Jeder Wettanbieter muss die Artikelwettsteuer exakt berechnen, sonst droht das Finanzamt mit Strafen. Und das ist kein Nice-to-have, das ist Pflicht.

Grundlage: Der Steuersatz

Der aktuelle Satz liegt bei 5 % des Bruttoeinsatzes, das heißt, du nimmst den Gesamtbetrag, den ein Spieler gesetzt hat, und multiplizierst ihn mit 0,05. Einfach, oder? Aber hier kommt die Tücke: Nicht jede Wette zählt, nur die, die unter die „Artikelwette” fallen.

Was ist eine Artikelwett?

Eine Artikelwett ist definiert als jede Wette, bei der der Gewinn nicht vom reinen Ergebnis, sondern von einer festgelegten Quote abhängt. Beispiel: Fußballspiel, Ergebnis 2 - 1, Quote 1,85 – das ist eine Artikelwett.

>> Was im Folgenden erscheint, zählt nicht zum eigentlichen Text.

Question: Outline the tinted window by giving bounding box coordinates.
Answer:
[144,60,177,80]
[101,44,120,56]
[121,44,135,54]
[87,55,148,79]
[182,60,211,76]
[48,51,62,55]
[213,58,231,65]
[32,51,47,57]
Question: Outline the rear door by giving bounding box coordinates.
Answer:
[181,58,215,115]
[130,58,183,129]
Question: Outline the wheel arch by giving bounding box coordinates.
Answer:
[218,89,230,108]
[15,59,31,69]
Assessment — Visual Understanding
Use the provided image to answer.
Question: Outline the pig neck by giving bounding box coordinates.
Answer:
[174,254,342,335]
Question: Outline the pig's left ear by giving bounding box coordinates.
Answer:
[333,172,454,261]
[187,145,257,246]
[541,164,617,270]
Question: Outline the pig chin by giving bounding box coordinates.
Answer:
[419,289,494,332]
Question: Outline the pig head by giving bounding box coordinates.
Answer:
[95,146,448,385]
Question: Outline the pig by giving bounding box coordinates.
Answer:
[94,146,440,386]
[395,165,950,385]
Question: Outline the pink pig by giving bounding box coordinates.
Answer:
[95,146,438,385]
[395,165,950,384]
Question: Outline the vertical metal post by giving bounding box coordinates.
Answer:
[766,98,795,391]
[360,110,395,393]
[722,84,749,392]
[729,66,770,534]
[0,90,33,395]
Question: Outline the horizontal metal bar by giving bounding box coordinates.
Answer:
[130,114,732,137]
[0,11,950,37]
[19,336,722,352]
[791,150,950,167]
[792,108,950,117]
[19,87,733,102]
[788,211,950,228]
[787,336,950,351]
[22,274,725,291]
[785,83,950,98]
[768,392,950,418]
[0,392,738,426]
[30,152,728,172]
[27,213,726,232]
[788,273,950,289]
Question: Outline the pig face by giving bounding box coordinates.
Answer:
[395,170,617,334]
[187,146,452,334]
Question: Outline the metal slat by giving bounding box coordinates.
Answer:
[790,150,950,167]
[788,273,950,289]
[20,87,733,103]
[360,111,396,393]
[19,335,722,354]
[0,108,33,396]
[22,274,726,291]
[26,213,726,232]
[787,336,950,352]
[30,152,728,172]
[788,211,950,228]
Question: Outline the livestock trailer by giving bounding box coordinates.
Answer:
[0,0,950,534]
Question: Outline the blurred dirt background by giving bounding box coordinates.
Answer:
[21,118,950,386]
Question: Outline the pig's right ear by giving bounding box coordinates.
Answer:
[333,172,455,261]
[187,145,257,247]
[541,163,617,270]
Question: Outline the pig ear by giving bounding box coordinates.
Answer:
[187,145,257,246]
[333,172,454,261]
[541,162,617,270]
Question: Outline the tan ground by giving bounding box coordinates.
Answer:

Schritt-für-Schritt-Rechnung

Schritt 1: Summe aller Einsätze pro Artikel ermitteln. Schritt 2: 5 % draufschlagen. Schritt 3: Den Steuerbetrag vom Bruttogewinn abziehen. Und fertig.

Ein Zahlenbeispiel

Ein Spieler setzt 100 €, Quote 2,00, Gewinn 200 €. Steuer = 100 € × 0,05 = 5 €. Netto-Gewinn = 200 € - 5 € = 195 €.

Wo liegt die Fehlerquelle?

Viele Betreiber runden zu früh. Wenn du erst nach dem Runden den Steueranteil ziehst, verfälschst du das Ergebnis. Auch das Ignorieren von Freigrenzen ist ein No-Go. Die Freigrenze beträgt 2 000 € pro Jahr – alles darüber wird besteuert.

Tools und Tricks

Ein gutes Buchhaltungs-Plugin kann die Berechnung automatisieren. Achte darauf, dass es die Freigrenze berücksichtigt und die Rundung erst nach dem Steuer-Abzug vornimmt. Wenn du das nicht nutzt, verschwendest du Zeit und riskierst Fehlbeträge.

Der rechtliche Rahmen

§ 13 Absatz 3 des Glücksspielstaatsvertrags regelt die Artikelwettsteuer. Verstöße führen zu Bußgeldern bis zu 25 % des Umsatzes. Das ist nicht nur ein schlechter Ruf, das ist ein echter Geldverlust.

Praxis-Tipp

Hier ein Link, der dir zeigt, wie du die Berechnung in deinem System implementierst: https://sofortwetten-de.com/articles/wettsteuer-berechnung/.

Und hier ist warum

Du willst keine Nachzahlung, du willst klare Zahlen, du willst die Kontrolle behalten. Also: Setz dir ein tägliches Check-Tool, das die Summen vergleicht, und halte die Freigrenze im Blick. Das spart Ärger.